This would be New Normal with extreme prejudice. Bad for Democratic incumbents in the 2010 congressional midterms, but it should make the White House political team nervous as well for 2012. If Goldman Sachs is right, of course. Here is the firm’s 2011 forecast:
The key features of our 2011 outlook: (1) a strengthening in growth from 2.1% on average in 2010 to 2.4% in 2011, with real GDP rising at an above-potential 3½% pace in late 2011; (2) a peaking in unemployment in mid-2011 at about 10¾%; (3) extremely low inflation – close to zero on a core basis during 2011; and (4) a continuation of the Fed’s (near) zero interest rate policy (ZIRP) throughout 2011.
That said we see risks that could upset these markets. On the one hand, we might be underestimating the vigor of the economic recovery, and therefore the pressures for Fed tightening. In addition, surging asset prices and worries about a “bubble” could prompt Fed officials to tighten before such a move seems warranted on real-economy grounds. On the other hand, the economy (and the markets) could struggle under the weight of credit restraint for small businesses, weakness in commercial real estate markets, or fiscal tightening, especially by state and local governments.

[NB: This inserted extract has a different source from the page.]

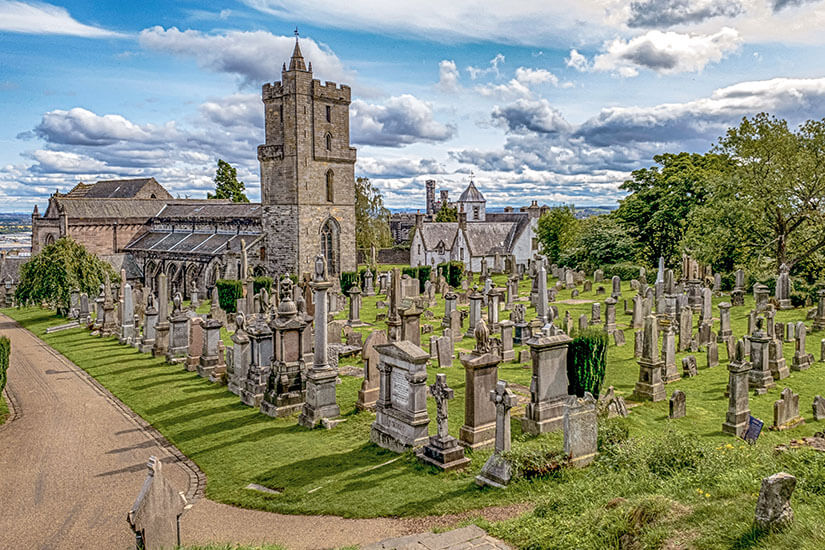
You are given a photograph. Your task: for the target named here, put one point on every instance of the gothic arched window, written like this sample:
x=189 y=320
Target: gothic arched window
x=330 y=186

The implications? I hardly know where to begin: a) with unemployment rising all next year, a GOP blowout in 2010; b) certainly more job creation packages; c) no capandtrade; d) increased anti-Wall Street/Fed sentiment; e) third party prez candidate in 2012; an Obama challenger in 2012 (Dean?). But who really knows. This would be like a technological singularity where seeing beyond the event is pretty much impossible. Such a Long Recession (essentially) would be so contrary to American expecatations — such a slow-mo, psychological shock — that it would be a full-out system perturbation equivalent to 9-11 or the Iraq War.